Photo by Glen Carrie on Unsplash

How to Group Anagrams Together in Separate Arrays

Play this article

I'm subscribed to cassidoo's newsletter and one of the interesting things she always has in there is an Interview question of the week. Usually I don't spend too much time actually solving these but this one looked fun and I thought I had a pretty good idea of how to do it so here it is and my solution.

Interview Question of the Week

buttondown.email/cassidoo/archive/almost-ev..

This week’s question: Given an array of strings, group the anagrams together in separate arrays. An anagram is a word or phrase formed by rearranging the letters of another word or phrase, using all the original letters exactly once.

Example:

$ groupAnagrams(["eat","tea","ten","poop","net","ate"])
$ [["poop"],["net","ten"],["eat","tea","ate"]]

Solution

Here is my ruby implementation of the solution. It works by summing the characters in each word to group them. Strings are simply arrays of characters and all characters have a value. By summing these characters we are left with a value for each word that can group words with the same value together.

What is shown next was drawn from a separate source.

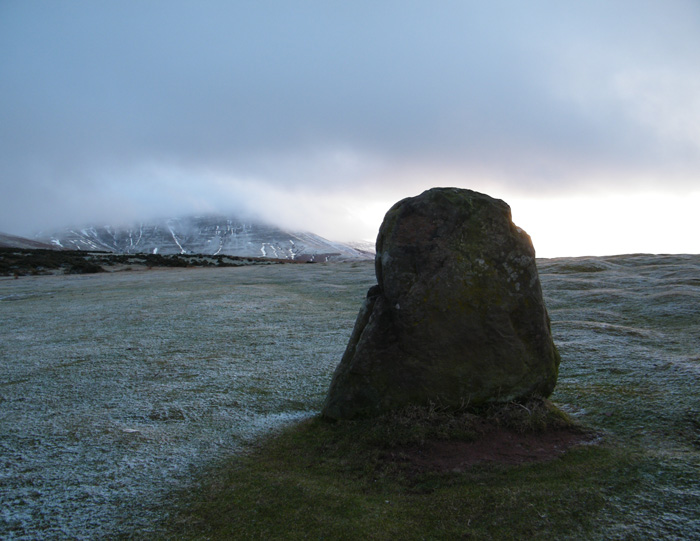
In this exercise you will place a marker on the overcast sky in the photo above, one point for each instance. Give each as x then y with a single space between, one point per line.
583 116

words = ["eat","tea","ten","poop","net","ate"]
words.group_by { |word| word.sum }.values
[["eat", "tea", "ate"], ["ten", "net"], ["poop"]]

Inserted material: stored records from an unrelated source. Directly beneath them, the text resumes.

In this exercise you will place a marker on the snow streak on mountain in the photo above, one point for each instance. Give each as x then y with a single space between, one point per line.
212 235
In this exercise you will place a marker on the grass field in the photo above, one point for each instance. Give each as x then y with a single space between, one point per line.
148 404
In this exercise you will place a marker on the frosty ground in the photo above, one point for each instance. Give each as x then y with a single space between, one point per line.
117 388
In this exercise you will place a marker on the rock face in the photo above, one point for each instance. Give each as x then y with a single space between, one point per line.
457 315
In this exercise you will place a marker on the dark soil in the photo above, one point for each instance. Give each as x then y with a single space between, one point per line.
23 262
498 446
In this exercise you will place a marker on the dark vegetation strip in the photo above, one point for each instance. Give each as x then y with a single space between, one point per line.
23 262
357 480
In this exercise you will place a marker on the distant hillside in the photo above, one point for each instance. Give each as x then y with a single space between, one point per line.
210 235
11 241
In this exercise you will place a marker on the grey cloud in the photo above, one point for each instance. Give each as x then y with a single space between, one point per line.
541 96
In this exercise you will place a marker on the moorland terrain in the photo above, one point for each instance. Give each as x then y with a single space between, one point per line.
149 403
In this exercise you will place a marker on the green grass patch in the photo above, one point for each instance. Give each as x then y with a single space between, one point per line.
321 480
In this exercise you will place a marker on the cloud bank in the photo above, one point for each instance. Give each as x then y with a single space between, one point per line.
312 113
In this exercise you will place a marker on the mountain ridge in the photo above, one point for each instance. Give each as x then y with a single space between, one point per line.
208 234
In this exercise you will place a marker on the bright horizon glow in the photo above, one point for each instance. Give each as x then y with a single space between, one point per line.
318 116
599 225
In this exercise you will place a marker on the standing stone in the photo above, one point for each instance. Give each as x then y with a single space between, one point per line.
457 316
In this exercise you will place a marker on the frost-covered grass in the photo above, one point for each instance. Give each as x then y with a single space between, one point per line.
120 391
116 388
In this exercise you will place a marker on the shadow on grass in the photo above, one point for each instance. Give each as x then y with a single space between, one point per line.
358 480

# Here is how it groups them by their value
words.group_by { |word| word.sum }
{314=>["eat", "tea", "ate"], 327=>["ten", "net"], 446=>["poop"]}

This works pretty well, unfortunately it has some edge cases that could ruin it. For example, since we are summing the value of the characters we may group words that are wildly different but still have the same value. For example, the word "a" * 100 (which is just a word with 100 a's) would be equal to "d" * 97 (which is just a word with 97 d's) because "a" = 97 and "d" = 100 so the two words would both equal 9700. We can fix this by sorting the characters in the word and use those as the grouping key.

words = ["eat","tea","ten","poop","net","ate"]
words.group_by { |word| word.chars.sort.join.to_sym }.values
[["eat", "tea", "ate"], ["ten", "net"], ["poop"]]

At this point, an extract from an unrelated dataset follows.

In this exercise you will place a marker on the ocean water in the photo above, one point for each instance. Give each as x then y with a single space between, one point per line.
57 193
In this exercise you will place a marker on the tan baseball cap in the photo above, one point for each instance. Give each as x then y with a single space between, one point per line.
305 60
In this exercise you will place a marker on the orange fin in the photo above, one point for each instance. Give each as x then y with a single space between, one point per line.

# Here is how it groups them by their sorted characters
words.group_by { |word| word.chars.sort.join.to_sym }
{:aet=>["eat", "tea", "ate"], :ent=>["ten", "net"], :oopp=>["poop"]}

This should handle all the edge cases that might appear. The only downside with this is sorting each word can get costly if the words are really big. Since this is just an exercise and I didn't want to spend too long on it I think this is good for now.

Did I miss anything? Is there a better solution? Probably. I'd love to hear about it!